During a recent work trip to meet a client, I had the chance to spend time with a great family friend I’ve known since we were literally in diapers.
Her mom is my godmother, who literally had to leave my baptism to go give birth to my friend. We’re that cool.
My friend knows me backward and forward, but she still wasn’t sure about some things in my life lately. When she picked me up from the Miami airport, she said:
“I know you are here for work, but what exactly do you do?! My friends gave me a list of questions to ask you. We want to know.”
A list questions? Seriously?
What boggles my mind about this type of comment is that I wasn’t aware that what I do is so different from what everyone else does for a living.
I’ve written about this before, but I don’t think I was specific enough.
After thinking about it long and hard, I came up with a few reasons why what I do for a living is difficult for people to understand:
1. It’s new. Designing mobile apps and selling books on Amazon’s Kindle isn’t exactly old school. My readers know what’s up (you rock!), but a lot of friends and family don’t really get it. Luckily, they nod along and support me no questions asked.
2. It changes. What I focus on shifts with my interests and what comes up each month. I might spend four weeks writing a book, and then take a business trip to work on a mobile app for a client. I’m still figuring out what I enjoy doing most, so keeping up can be tough. I get it.
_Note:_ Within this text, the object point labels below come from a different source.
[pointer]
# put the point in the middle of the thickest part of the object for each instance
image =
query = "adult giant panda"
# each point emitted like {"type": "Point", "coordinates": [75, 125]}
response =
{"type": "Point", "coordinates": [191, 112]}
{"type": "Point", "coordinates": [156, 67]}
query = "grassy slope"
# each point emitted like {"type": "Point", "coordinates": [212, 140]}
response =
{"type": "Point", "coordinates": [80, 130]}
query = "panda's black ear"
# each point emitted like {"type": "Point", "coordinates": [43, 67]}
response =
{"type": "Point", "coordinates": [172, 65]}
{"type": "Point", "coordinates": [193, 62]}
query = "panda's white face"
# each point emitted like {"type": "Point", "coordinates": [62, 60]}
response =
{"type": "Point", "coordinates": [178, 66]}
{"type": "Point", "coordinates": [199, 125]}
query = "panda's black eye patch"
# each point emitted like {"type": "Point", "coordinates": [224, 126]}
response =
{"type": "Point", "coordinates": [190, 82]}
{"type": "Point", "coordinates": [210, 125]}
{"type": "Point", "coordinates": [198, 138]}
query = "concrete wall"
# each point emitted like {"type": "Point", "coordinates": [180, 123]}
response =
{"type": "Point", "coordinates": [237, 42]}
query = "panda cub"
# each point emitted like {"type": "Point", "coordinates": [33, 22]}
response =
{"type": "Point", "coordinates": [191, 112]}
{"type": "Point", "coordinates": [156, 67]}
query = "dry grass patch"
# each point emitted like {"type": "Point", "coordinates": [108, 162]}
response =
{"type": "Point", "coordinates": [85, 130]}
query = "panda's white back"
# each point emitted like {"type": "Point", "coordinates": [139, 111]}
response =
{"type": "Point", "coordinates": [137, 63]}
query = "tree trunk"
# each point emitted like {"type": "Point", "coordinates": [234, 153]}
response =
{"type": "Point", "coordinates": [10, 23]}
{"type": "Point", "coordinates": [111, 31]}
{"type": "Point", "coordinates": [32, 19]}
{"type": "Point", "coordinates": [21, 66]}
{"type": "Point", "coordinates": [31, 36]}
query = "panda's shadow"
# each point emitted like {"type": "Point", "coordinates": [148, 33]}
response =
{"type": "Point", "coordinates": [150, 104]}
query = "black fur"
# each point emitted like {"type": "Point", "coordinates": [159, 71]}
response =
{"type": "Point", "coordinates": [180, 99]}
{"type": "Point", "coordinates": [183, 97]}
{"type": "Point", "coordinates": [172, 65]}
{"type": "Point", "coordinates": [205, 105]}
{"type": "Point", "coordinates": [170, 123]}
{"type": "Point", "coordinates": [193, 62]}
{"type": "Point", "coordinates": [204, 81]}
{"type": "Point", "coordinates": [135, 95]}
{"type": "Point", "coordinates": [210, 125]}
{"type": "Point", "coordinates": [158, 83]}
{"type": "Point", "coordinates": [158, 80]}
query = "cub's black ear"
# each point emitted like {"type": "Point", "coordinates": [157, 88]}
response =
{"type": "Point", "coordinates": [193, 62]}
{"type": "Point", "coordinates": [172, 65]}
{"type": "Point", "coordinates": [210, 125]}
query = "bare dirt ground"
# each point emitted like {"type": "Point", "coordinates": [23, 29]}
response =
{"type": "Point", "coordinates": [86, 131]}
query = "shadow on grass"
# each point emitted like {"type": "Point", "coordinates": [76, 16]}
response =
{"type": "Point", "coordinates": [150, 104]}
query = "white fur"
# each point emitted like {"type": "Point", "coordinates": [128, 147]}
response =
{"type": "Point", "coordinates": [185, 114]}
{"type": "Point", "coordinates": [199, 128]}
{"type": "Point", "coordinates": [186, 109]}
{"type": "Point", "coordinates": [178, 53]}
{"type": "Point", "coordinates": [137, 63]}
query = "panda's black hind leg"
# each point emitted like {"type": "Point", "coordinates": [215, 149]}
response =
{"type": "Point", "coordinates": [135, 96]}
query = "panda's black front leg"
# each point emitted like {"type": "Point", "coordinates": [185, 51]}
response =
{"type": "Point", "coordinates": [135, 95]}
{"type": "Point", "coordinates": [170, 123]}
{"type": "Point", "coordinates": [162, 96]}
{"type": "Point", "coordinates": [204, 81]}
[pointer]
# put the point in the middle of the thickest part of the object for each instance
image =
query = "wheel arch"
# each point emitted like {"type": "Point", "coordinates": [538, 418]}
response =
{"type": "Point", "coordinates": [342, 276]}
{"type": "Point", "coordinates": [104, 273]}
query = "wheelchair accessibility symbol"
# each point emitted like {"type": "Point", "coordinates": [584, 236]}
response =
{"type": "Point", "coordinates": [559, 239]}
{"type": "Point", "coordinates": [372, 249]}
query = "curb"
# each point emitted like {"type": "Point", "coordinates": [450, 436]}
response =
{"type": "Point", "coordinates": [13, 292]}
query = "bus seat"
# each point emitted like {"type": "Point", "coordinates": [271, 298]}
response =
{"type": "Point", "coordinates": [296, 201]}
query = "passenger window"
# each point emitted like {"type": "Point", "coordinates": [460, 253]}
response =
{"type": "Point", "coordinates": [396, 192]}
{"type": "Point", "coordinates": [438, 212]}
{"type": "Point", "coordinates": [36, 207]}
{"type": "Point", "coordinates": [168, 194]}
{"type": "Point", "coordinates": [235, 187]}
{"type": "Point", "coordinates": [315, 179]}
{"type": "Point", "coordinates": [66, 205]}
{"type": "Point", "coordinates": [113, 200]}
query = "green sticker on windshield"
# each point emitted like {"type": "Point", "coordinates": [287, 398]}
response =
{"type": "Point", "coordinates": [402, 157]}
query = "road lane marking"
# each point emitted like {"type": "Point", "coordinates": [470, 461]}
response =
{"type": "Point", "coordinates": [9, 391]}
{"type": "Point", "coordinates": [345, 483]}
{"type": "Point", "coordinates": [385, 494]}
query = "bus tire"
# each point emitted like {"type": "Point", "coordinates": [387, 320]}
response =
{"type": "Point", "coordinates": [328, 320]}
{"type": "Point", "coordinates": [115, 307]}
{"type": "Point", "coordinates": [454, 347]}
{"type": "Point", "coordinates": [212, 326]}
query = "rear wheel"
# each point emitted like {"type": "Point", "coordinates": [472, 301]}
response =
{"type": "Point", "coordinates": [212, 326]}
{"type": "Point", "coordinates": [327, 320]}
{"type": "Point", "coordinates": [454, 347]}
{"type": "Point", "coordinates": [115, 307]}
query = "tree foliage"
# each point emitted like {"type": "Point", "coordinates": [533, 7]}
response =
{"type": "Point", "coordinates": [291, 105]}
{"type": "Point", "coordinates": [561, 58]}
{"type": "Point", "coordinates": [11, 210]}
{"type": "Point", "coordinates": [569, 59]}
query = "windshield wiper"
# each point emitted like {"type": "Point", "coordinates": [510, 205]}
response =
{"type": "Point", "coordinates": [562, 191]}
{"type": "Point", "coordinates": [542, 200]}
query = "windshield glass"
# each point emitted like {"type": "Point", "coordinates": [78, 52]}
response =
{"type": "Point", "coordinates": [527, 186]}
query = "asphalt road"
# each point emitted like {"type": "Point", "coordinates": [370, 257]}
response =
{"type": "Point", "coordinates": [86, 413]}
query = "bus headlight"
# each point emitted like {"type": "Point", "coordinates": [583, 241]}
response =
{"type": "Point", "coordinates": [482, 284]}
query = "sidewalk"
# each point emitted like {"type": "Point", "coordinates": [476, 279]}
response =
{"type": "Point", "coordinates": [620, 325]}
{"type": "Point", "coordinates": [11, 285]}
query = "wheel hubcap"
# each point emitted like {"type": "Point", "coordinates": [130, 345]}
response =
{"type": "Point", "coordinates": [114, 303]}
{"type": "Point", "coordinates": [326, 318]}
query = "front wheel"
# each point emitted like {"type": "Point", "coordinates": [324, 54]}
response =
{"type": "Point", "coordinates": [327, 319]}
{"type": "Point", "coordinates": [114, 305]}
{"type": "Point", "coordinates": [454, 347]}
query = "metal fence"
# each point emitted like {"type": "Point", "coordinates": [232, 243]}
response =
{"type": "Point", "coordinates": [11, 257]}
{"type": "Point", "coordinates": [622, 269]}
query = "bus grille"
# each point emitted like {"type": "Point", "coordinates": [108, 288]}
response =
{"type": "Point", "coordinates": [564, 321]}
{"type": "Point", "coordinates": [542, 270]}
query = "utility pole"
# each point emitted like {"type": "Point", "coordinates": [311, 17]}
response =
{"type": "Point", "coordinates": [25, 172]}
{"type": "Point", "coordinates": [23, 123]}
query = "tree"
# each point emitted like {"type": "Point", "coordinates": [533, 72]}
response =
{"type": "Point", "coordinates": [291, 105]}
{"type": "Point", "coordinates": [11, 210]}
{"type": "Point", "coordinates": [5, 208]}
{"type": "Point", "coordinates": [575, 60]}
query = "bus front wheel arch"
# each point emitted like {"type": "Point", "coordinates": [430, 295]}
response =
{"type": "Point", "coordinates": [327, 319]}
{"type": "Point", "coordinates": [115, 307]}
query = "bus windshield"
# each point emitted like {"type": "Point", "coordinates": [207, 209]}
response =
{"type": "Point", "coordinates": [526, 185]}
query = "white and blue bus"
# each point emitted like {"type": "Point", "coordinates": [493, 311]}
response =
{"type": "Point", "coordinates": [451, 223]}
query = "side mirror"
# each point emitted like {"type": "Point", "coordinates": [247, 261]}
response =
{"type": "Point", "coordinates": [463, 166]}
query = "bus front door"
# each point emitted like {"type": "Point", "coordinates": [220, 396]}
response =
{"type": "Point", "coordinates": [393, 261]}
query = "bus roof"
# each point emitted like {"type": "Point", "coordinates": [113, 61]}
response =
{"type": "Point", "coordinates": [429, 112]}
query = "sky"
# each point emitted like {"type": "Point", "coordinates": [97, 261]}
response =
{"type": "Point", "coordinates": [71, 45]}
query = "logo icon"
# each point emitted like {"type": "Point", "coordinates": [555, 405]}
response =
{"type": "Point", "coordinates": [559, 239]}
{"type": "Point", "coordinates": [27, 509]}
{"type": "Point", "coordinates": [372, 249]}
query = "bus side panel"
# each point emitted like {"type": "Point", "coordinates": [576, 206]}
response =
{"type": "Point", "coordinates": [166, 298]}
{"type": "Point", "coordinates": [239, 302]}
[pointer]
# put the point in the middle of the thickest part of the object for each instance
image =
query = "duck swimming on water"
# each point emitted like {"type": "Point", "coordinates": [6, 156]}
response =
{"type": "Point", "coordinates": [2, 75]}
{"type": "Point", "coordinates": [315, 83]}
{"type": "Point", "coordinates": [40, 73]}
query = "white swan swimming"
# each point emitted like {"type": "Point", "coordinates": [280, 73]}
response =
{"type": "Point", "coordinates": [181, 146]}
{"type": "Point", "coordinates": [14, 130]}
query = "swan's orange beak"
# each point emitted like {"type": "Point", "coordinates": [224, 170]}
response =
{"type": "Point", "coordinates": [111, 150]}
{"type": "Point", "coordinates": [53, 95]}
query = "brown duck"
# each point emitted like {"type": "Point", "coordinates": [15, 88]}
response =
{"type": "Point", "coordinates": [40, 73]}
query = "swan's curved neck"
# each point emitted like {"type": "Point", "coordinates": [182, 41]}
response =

3. It’s fun. Most people think working is supposed to, well, feel like work. I’ve crafted a life around changing that up — I want work to feel like fun. That means that when I’m “working”, people don’t really understand that I am. In my view, working doesn’t necessarily equate an office, staff, and overhead expenses.
It’s definitely not your regular 9-to-5 desk job. It’s a lot more fun, and it’s also a lot more risky.
Ready for TMI? A complete breakdown of my job.
When I pick apart how I spend my time and how I make money, I come up with a list of activities that together make up my “job / career / business” — whatever you want to call it.
Below, you’ll find a list of what I do and how much time I spend my time on each.
(A estimated % is the best I can do. I’m terrible at tracking my income and expenses, but I just hired someone to help me get that in order — yay!)
1. Clients for creating websites & mobile apps. This involves a lot of design, technology know-how, and project management. 40% of my time / 75% of my income
2. Writing books & my blog. Whether it’s writing for free or for money, putting words together is my favorite activity. Most of my content is free (on this blog or other blogs), but I hope to write more books in the future. 40% of my time / 10% of my income
3. Mentoring & workshops. Getting people together to give each other advice and hand up through tough problems involves little time for great reward. 20% of my time / 15% of my income
I hope this helps clear the air on what exactly I do for a living.
Coming up fast: My next project
I’m hoping to launch The Perpetual Vacation website before December. It’s going to be a website dedicated to helping you live a life that feels awesome every single day.
It’s a lot of work, but it’s going to be amazing. I hope it helps all of you reach your awesome goals.